Superlatives kept coming — “tremendous start to the year … superb performance… really quite remarkable,” he said, describing one business unit or country’s performance after another. “Can you believe Germany’s sales growth came in 24.3 percent in March, just slightly behind China?” he exclaimed at one point.
While the company’s growth continues to be driven by emerging markets in Asia Pacific (+24 percent), and Latin America/Canada (+19.5), Buckley also was encouraged by a “very, very strong” performance in western Europe (+13.1) and the United States (+ 10.2). “We’re hoping it’s not a flash in the pan but [has] turned real corner.”
Chief Financial Officer David Meline noted that for the first time in its history, 3M is investing more capital overseas than in the United States to take advantage of that growth. “As we see recovery in demand, we are adding capacity internationally, close to where the growth is. You are seeing that shift happening as we speak.”
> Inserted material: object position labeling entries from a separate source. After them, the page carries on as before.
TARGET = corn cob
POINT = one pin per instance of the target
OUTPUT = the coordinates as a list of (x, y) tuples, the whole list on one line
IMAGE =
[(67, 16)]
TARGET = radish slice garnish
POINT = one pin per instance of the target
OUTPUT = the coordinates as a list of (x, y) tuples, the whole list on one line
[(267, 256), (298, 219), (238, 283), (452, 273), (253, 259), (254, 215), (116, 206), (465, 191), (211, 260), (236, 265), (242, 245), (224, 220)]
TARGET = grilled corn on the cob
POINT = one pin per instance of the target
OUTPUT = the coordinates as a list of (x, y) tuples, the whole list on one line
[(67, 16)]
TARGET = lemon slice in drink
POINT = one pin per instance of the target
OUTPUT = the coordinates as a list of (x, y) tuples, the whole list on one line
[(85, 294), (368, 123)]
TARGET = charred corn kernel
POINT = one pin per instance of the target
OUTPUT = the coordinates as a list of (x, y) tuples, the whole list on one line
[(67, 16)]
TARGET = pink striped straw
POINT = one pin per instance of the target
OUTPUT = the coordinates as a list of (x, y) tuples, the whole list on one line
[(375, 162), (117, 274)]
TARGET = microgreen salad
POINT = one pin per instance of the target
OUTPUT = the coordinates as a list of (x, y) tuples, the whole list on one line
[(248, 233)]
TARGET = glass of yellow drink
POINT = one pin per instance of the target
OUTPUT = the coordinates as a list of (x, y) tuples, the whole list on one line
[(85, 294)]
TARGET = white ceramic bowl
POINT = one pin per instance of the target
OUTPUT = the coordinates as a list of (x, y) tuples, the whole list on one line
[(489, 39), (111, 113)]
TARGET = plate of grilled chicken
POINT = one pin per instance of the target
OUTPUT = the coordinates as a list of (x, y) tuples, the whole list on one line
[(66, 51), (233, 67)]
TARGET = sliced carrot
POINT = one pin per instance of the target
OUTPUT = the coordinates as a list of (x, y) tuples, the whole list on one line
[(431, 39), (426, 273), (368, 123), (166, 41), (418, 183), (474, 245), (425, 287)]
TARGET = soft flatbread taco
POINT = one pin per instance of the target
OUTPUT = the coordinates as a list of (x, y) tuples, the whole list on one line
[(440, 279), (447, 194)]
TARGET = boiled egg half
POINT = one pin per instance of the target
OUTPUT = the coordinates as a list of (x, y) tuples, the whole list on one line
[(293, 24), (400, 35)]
“You’ve got to speculate to accumulate. We see this massive opportunity in Latin America and Asia and are pumping money into those areas,” Buckley added.
3M had earlier announced that capital spending would total $1.4 billion this year, up from $1.1 billion in 2010.
Buckley, who has been critical of the Obama administration’s economic policies, did make a few cautionary statements about the uncertainty in the economy.
He said the current economic environment — with a weak dollar, rapidly rising oil prices, high commodity prices and treasury yields — present a “similar set of economic circumstances” to 2008. The difference today, he said is that there is plenty of liquidity and the banking sector is healthy. He also said he expects “housing prices still have some way to fall this year.”
The disaster in Japan cut into the company’s growth by 0.7 of a percentage point and hit earnings by an estimated $0.03 per share in the quarter. The company expects the negative impact to continue into Q2 but could actually drive growth by the end of the year and into next year as the country rebuilds, Buckley said.
3M experienced 4 percent cost inflation in Q1 and expects the same for the rest of the year, based on higher prices for oil and other commodities. So far, the company has been able to increase prices to keep pace, posting the first positive net price benefit (1 percent) in six quarters. 3M will continue to increase prices in selected businesses throughout the year, he added.
Buckley also said 3M’s balanced business portfolio insulates the company from underperformance in any one business.
Saying the company is no longer a “one- or two-trick pony,” Buckley said 3M is less dependent on its optical business than it was a few years ago when a price war for LCD TVs hit 3M hard.
In 2005, 3M’s optical business contributed 18 percent of total operating profit and 8 percent of sales. Today, the optical business contributes only 7 percent of operating profit and less than 6 percent of sales, Buckley said.